# Do I sign up for pension?



## dadaswell (Jan 6, 2016)

*Second pension opportunity...should I sign up?*

Not good with these things, so hope you can help.

I am 61 years old and currently retired and collecting a defined benefit pension plan (OMERS). I recently started a casual employment position that offers enrollment in the OPSEU defined benefit pension plan. Contributions would be 9.4% of earnings up to CPP earnings max, and 11% therafter (although I don't think I will get into the 11% range seeing as how it is a casual position). I really don't know how much I will end up making in a year.

I don't know how long I will work...maybe a year or two or who knows...maybe as many as 10 years?? I still have young children in elementary and secondary school for at least 6.5 years, so no travelling style retirement for me at this point LOL!

Pension calculated like this: 
_Pension formula – the pension formula used to calculate your pension amount at age 65 is:
2% x best consecutive five-year average annual salary rate x years of pension service
minus 
0.655% x the lesser of your best consecutive five-year average annual salary rate or the YMPE averaged over the final five years x your pension service (to a maximum of 35 years)_

Survivor benefits: _If you die after you have started receiving an OPTrust pension, under the current terms of the Plan, your eligible spouse or eligible child (for as long as the child is eligible) will receive a survivor pension based on 60% of the pension you were receiving when you died. If you die before age 65, you would be receiving a CPP bridge pension in addition to your retirement pension. The CPP bridge ends on the date you would have turned 65. On that date, your survivor’s pension is adjusted to 60% of what you (the member) would have received upon turning 65._

Eligible child is defined as: 
_Eligible child – under the current provisions of the OPSEU Pension Plan, a child is eligible to receive survivor benefits if there is no eligible spouse or if the eligible spouse has waived his or her right to receive survivor benefits and if the child is under the age of 18, or if over 18, the child is in continuous full-time attendance at a secondary school or, immediately following secondary school, is attending a postsecondary institution to a maximum of five years._

Should I join this pension plan?? Please explain why or why not.
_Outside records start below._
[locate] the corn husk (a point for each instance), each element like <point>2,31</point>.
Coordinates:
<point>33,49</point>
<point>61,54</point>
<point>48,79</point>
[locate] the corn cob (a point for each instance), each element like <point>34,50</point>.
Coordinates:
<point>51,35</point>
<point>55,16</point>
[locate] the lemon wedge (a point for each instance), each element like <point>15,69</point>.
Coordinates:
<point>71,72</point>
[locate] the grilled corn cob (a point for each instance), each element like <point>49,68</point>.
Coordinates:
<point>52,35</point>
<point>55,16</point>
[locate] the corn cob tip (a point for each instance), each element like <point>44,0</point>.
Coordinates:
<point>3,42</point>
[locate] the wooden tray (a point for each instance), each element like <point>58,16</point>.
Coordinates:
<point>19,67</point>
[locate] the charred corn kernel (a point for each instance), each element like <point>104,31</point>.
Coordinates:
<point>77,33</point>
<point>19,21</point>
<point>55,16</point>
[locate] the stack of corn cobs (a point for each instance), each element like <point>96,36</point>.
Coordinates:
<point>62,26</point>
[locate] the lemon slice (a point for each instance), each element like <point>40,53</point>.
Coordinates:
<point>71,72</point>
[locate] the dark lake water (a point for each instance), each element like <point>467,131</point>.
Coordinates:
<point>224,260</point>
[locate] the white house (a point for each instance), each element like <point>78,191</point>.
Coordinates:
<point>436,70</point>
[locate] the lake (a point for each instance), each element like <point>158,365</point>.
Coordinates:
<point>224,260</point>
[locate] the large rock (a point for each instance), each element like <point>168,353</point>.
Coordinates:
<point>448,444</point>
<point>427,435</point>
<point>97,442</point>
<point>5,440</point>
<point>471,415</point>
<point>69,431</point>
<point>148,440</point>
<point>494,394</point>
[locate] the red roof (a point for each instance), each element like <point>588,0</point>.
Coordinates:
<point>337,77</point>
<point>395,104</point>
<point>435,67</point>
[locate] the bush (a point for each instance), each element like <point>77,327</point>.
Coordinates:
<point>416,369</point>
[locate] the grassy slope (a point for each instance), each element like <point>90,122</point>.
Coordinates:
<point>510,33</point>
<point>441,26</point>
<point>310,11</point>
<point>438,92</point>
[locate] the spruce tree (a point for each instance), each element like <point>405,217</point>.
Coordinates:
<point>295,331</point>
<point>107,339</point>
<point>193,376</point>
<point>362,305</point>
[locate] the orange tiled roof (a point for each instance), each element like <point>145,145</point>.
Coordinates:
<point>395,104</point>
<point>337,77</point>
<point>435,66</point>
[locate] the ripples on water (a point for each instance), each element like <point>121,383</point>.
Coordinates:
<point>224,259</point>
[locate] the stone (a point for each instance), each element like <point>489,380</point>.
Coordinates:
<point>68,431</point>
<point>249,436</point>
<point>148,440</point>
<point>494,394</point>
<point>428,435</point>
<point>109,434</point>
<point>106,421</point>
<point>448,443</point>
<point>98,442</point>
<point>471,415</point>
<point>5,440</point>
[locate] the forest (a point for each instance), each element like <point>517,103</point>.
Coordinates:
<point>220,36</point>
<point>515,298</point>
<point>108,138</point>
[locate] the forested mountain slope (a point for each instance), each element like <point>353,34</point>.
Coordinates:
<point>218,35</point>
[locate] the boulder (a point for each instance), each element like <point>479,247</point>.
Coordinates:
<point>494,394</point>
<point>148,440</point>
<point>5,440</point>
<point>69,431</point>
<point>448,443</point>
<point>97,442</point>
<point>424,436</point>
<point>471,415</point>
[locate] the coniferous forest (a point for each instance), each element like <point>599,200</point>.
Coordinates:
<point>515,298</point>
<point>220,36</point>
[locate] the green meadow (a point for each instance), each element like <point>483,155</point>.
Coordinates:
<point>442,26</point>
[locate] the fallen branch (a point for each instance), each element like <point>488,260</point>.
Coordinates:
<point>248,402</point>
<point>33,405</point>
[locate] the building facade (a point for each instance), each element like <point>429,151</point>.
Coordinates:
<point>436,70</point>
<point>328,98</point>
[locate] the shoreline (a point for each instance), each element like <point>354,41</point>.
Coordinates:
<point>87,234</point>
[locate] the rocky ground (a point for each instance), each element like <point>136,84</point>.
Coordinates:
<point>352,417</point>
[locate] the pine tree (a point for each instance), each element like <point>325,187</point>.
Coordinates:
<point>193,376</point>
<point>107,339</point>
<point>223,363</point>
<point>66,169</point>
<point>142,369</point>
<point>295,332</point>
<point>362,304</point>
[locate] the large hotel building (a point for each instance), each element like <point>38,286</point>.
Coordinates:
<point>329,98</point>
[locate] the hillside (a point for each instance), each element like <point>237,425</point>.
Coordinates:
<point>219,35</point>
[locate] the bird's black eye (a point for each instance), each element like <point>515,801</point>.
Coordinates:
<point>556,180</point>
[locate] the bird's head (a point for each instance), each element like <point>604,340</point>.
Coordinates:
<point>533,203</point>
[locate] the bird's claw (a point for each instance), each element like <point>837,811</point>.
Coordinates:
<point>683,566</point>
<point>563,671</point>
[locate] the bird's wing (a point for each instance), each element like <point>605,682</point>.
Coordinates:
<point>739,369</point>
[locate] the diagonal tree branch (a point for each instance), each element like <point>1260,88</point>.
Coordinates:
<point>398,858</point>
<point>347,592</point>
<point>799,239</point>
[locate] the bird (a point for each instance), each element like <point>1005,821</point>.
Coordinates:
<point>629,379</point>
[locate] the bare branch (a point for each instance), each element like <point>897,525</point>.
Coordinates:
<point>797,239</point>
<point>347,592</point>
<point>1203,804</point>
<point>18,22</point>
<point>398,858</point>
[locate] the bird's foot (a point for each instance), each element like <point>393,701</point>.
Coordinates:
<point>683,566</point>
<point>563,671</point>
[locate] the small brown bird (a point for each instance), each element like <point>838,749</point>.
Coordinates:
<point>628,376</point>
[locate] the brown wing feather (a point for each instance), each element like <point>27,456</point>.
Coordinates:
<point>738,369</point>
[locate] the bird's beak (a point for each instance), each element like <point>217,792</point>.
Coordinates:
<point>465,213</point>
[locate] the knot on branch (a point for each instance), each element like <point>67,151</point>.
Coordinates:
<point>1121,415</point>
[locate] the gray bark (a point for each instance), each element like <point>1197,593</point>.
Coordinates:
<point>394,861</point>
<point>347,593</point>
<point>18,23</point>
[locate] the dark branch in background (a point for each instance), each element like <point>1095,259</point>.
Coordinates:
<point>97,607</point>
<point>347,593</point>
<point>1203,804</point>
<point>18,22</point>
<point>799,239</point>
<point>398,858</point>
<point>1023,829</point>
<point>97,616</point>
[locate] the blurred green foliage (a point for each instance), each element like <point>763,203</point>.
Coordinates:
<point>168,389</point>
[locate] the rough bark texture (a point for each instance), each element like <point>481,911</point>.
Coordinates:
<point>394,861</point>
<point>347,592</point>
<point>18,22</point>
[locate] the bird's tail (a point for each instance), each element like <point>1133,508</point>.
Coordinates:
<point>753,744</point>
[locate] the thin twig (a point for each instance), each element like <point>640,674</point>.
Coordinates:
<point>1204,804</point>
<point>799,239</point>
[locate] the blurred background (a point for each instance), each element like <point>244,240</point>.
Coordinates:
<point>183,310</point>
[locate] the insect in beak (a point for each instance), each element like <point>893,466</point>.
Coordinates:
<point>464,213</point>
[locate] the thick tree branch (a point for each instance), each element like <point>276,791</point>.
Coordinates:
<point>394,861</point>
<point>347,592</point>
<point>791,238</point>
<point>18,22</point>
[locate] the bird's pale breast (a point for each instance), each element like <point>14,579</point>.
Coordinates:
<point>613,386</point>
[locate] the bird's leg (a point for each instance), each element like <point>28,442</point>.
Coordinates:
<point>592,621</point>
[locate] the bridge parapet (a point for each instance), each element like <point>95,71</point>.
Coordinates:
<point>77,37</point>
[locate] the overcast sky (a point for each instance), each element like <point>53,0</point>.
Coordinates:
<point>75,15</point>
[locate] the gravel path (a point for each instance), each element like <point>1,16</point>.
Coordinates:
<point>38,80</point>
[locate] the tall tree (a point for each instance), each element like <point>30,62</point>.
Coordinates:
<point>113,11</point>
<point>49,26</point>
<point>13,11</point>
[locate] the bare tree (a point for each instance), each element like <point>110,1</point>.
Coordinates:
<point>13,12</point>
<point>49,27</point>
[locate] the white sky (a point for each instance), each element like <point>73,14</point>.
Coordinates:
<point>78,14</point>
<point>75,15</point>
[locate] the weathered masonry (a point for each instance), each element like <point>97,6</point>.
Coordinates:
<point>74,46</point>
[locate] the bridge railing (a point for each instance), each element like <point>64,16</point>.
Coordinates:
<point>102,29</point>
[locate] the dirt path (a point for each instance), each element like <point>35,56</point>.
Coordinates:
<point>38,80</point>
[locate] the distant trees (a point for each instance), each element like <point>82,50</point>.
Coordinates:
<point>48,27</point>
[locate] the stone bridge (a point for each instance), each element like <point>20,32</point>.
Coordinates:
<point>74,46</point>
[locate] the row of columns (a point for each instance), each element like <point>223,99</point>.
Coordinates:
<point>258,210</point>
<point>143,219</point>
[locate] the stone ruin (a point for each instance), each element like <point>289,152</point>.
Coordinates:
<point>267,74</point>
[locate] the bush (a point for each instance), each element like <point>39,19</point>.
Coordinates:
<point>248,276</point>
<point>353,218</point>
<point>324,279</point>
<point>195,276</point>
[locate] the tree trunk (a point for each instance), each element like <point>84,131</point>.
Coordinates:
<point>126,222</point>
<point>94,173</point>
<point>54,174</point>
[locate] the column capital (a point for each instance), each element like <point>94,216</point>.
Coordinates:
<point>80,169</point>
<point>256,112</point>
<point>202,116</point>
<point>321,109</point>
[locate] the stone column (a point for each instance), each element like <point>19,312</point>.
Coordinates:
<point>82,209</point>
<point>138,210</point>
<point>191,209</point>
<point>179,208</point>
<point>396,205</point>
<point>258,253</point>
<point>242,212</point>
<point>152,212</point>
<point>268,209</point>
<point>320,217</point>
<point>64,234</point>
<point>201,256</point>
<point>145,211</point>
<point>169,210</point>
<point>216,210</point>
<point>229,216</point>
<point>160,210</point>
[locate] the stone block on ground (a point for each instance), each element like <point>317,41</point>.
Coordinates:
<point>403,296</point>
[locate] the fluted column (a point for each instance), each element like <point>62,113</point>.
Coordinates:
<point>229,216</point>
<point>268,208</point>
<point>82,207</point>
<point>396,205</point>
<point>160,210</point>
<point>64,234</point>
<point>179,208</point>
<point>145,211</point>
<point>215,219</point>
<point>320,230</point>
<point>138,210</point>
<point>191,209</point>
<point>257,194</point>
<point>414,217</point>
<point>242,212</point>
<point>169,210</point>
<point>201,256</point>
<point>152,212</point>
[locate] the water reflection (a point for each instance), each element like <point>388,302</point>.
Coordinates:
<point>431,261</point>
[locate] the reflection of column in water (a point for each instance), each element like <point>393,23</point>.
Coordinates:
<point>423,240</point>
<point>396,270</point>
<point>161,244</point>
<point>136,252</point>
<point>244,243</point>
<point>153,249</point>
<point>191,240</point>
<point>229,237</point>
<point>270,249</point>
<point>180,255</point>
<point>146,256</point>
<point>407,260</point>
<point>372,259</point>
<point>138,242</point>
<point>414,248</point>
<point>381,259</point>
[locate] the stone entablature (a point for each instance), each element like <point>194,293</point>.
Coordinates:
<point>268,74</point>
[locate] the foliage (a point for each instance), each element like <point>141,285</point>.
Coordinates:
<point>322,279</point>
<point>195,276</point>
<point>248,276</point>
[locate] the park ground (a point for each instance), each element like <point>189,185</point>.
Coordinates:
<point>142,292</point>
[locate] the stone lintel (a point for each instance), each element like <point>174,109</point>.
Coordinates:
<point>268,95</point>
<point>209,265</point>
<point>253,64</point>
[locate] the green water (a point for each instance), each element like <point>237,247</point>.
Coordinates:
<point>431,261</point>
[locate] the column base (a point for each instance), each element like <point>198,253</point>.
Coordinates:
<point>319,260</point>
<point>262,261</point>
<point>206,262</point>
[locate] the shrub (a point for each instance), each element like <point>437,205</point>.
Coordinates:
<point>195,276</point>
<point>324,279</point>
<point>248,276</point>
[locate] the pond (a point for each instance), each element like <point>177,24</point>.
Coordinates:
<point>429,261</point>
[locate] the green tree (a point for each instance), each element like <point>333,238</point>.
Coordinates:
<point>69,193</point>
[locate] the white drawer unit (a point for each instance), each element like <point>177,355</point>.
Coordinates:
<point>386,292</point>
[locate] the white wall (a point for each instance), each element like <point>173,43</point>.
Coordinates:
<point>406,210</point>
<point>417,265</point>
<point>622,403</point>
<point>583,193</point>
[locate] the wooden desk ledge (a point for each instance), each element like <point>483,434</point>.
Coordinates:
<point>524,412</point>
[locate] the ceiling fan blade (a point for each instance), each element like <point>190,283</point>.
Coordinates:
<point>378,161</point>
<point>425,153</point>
Understanding finances is NOT my strength!! 
My wife thinks I should join. : ) She is 6 years younger than me, and as I mentioned, we have young school age children.

Thanks for your time and help!!


----------



## Retiredguy (Jul 24, 2013)

dadaswell said:


> Not good with these things, so hope you can help.
> 
> I am 61 years old and currently retired and collecting a defined benefit pension plan (OMERS). I recently started a casual employment position that offers enrollment in the OPSEU defined benefit pension plan. Contributions would be 9.4% of earnings up to CPP earnings max, and 11% therafter (although I don't think I will get into the 11% range seeing as how it is a casual position). I really don't know how much I will end up making in a year.
> 
> ...


I would definitely sign up for the pension.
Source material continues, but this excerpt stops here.